We started with the cathedral tour, which explained much of the building’s history as well as its architectural highlights. Stephansdom History. Ted took lots of pictures of the Stephansdom exterior on our previous visits to Vienna, so today’s photos are more about interior features that caught our eye.
Moving toward the centre (west wall) of the cathedral, the next thing we saw was the high altar, flanked by incredible stained glass windows.
Having just seen the exhibits of Mediaeval religious art, including magnificent winged altars, at the Belvedere, I was immediately drawn to the incredible Wiener Neustädter Altar at the northeast of the cathedral. This 15th century altar didn’t start out here – it was moved around to several monasteries and churches after being commissioned by Emperor Friedrich III, and was eventually bought by St. Stephens in 1885. It seems somehow fitting that it ended up in the same place where the emperor rests.
Despite all the ornate trappings in the church, sometimes the simpler ones are just as eye-catching.
We’re always fascinated by the huge pipe organs in European churches. The Stephansdom has had several since the first one was installed in the 14th century. The most recent one was built in 1960, after its predecessor was destroyed in 1945’s fire, and refurbished in 1991. We were able to see the smaller organ up close – the other is in a high gallery.
The Stephansdom is impressive, but it hasn’t knocked Passau’s St. Stephen’s off the top of my list of favourite churches. While they’re completely different (Passau’s is a baroque Dom, and relatively new at 1688 AD), it’s Passau’s cathedral that continues to inspire me.
Having done our ground floor walkabout, it was time to turn in our audio guide and head for the easy tower ascension: the one with the little cylindrical elevator.
On the platform of the North Tower, we could admire the largest bell in Austria, the ‘Pummerin’. This is not the original, though, which was cast by Johann Achammer in 1711 from melted down Turkish cannons. That bell was raised in the South Tower and rung for the first time on 26 January 1712. It was destroyed in the fire of April 1945 that resulted when flying sparks from burning (bombed) houses in the vicinity caused a fire in the Gothic wooden roof truss. The new ‘Pummerin’ weighing 21,100 kg (46,517 lbs) was cast in 1951 in St. Florian Austria and has hung in the north tower since October 1957.
From the outdoor gallery at the level of the Pummerin, we got a close-up look at the cathedral’s tile roof. The pattern (exclusive of the Imperial eagle) is apparently based on a Saracen carpet design, and reminded me of the roof of the Matthias Church at Fisherman’s Bastion in Budapest. There are 230,000 tiles in all.
To get to the South Tower, we had to exit the church and re-enter by a door on the south side.
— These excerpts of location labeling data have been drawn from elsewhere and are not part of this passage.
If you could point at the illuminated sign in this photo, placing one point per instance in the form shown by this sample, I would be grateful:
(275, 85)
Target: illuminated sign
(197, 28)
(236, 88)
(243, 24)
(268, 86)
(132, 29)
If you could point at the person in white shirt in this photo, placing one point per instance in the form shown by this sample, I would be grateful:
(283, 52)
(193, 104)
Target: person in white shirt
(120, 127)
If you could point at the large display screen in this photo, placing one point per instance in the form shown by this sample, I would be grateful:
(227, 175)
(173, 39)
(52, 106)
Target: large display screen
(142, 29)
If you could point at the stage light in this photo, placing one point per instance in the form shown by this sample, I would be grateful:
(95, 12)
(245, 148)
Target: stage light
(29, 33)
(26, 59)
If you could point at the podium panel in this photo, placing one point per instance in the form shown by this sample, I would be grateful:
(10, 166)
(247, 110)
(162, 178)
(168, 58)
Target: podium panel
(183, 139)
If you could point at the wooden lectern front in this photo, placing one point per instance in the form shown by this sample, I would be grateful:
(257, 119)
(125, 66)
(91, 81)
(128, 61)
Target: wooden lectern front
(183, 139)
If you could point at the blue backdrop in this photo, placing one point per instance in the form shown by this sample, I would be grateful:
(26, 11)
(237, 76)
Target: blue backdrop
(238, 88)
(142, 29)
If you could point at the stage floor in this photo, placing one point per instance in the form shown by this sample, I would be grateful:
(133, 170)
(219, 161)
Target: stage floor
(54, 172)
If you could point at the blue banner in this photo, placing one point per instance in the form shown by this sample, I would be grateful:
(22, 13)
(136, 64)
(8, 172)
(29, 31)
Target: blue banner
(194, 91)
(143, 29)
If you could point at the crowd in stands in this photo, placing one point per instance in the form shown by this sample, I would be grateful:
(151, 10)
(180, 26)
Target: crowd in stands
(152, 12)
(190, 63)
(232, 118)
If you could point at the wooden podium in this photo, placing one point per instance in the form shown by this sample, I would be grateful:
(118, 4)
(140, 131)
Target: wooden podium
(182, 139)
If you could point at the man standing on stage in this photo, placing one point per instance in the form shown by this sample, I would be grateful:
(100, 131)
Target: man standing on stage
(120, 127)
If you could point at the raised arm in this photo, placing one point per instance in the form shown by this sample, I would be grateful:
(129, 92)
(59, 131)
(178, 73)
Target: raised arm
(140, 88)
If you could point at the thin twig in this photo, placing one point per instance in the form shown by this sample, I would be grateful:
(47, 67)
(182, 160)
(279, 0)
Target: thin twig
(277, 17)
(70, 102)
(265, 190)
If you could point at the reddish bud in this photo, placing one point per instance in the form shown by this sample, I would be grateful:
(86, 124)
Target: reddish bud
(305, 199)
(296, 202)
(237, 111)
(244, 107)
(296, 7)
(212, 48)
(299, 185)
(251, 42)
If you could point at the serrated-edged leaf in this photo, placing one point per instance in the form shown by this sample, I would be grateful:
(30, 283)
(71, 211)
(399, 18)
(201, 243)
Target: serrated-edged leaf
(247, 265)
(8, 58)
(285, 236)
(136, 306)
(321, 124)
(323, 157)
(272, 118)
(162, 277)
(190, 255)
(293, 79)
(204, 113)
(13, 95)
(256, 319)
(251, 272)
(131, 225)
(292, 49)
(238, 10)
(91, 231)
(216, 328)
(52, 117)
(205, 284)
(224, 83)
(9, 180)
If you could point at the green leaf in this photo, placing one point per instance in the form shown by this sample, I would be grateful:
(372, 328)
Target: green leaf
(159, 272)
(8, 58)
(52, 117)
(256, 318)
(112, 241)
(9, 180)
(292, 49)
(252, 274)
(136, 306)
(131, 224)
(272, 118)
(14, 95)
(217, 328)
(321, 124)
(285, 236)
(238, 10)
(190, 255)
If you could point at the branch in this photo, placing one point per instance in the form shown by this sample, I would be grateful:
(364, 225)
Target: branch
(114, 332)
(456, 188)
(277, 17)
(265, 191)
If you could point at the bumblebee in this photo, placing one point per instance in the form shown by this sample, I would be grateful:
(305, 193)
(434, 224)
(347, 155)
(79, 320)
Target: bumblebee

We’d ascended several church towers in the past weeks, so 343 stairs were definitely do-able, but the Stephansdom could have benefited from the one-way-only traffic management we saw in Potsdam. I actually got quite sweaty with nerves doing the climb – no railings and two-way traffic on narrow spiral stone stairs had me feeling less than calm.
Once we reached the highest point accessible to tourists, we were in the Watchmen’s Chamber, from where a lookout for attacks on the city was done throughout several centuries, and from where the Viennese fire brigade monitored the city until 1956! Our reward: an amazing view in all 4 directions over the city.
We sat in the chamber for a while, enjoying the views and the breeze at that altitude, but eventually I had to face the descent to ground level. I was REALLY tempted to reward myself with a large Aperol spritz, but instead we headed home to a light supper of omelettes and the sounds of our neighbourhood park.
Just two days left in Vienna. Time really does fly.